Beau Hequin: Honestly it’s in my blood. My family’s been doing this for seven generations and there was never really any question that carrying on that tradition in the jewelry business is what I wanted to do. Since I was a young kid I was always in the store. I started with the broom and next I got the mop and from there they let me sell stuff. I worked my way through it. When I look at a watch and I look at a diamond, I see a little more than something that’s monetary. I see a work of art and something of significance. It’s enjoyable to be able to go to work each day and play with toys, for lack of a better word.  

My biggest issue is every time something good comes in, I want to keep it for myself.

NJ: I understand that you are re-launching the store’s website with an updated e-commerce platform. Why do you sell online?
BH: This generation of consumer does most of their shopping online. If they are not shopping online, they are doing their research online. I have to make both of these available to my customers in the most luxurious way possible, something that represents what my store represents. Before, my website wasn’t an accurate representation (of the store). I think building in a better e-commerce (platform) is going to be good for business, and it’s going to represent us better.

My generation is also big on instant gratification. Everyone loves going on Amazon and there’s sometimes nothing more fun than pressing that “submit order” button and waiting for a box to get to your doorstep. In the next couple of years the e-commerce buyer, I see them as being one of the biggest consumers in the industry across the board in general.

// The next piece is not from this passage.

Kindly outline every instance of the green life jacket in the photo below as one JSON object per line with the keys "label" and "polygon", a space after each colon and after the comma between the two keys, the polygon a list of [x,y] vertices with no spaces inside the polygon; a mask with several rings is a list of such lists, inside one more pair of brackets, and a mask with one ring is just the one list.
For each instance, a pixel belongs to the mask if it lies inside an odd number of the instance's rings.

NJ: You mentioned that you didn’t feel that the site’s current e-commerce experience represents your store. Can you elaborate on that?
BH: There wasn’t the time or the commitment or the understanding. All the website stuff was pretty new to my parents. They were used to doing things in a much more traditional way; just to convince them to put up a website was a whole ordeal. They come from a different generation. Once they did that (put up the website), I went off to college and it didn’t get the attention that it needed. It didn’t get the resources that it needed. I feel that it’s worth investing in and it’s worth paying much more attention and focus to than what my parents were willing to give.

NJ: Where will you concentrate your marketing efforts this holiday season?
BH: First of all, I’ve undergone a huge rebranding of the store. We’ve got a new logo, we are working on a new website and we’ve developed some beautiful house ads that have all had some great reactions. These are all geared with the modern, luxurious image, a little sexual. It’s aimed at bringing an emotional response to my store, which I feel it lost a little bit.

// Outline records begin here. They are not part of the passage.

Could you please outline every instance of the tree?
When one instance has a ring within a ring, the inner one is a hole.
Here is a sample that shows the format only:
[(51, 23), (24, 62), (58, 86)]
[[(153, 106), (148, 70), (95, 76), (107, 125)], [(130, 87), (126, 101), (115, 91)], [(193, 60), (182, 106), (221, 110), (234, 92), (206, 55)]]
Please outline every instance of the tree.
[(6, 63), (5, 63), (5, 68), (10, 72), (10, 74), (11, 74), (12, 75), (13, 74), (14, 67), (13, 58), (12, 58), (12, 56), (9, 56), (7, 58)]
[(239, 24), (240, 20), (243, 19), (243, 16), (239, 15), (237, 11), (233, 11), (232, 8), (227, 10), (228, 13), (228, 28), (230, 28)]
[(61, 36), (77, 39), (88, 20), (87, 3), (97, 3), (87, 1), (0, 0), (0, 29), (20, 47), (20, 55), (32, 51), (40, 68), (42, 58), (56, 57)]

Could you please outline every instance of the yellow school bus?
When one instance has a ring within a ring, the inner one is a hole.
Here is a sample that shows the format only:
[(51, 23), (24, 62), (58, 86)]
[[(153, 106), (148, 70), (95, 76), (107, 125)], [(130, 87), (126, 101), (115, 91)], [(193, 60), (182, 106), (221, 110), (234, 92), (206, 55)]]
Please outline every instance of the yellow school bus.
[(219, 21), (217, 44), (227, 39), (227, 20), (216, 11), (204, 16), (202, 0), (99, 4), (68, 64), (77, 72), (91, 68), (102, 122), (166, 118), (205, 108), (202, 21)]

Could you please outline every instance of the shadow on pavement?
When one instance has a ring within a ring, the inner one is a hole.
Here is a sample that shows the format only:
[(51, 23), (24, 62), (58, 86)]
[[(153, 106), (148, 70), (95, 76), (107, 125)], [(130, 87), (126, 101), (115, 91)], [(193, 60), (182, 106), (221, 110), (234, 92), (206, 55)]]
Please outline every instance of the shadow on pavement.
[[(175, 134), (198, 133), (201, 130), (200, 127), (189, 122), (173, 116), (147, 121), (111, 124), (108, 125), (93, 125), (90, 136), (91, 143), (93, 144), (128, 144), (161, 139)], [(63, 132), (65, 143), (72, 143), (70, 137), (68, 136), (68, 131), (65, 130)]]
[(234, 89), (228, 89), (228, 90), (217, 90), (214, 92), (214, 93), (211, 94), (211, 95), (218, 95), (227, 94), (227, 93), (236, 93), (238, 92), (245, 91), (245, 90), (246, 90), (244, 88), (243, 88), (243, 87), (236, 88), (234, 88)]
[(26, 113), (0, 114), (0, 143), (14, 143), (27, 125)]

We’ve been working on digital advertising a lot. As I mentioned before it ties into the whole e-commerce effect. And with the big influx of wealthy Europeans and South Americans moving to the Brickell area (the section of Miami the store is moving to), I am trying to get my advertising (geared) toward that consumer. (Advertisements) in Spanish, digital advertising and advertisements in top publications for that area--Ocean Drive, Cultured Magazine, Brickell Magazine, Key Biscayne MagazineMiami Herald, Modern Luxury.

NJ: Tell us one thing about you that people would be surprised to learn.
BH: My mom was diagnosed with late-stage breast cancer about three weeks ago. It went into her liver and into her spine. It’s become to the point where it’s incurable. This is a disease that’s become close to my heart. I’ve begun working with some charities and associations on events and I am running a promotion in my store this month, being that it’s Breast Cancer Awareness Month. We are tying pink ribbons to certain jewelry pieces and proceeds from those purchases will go toward charities for the cause of breast cancer.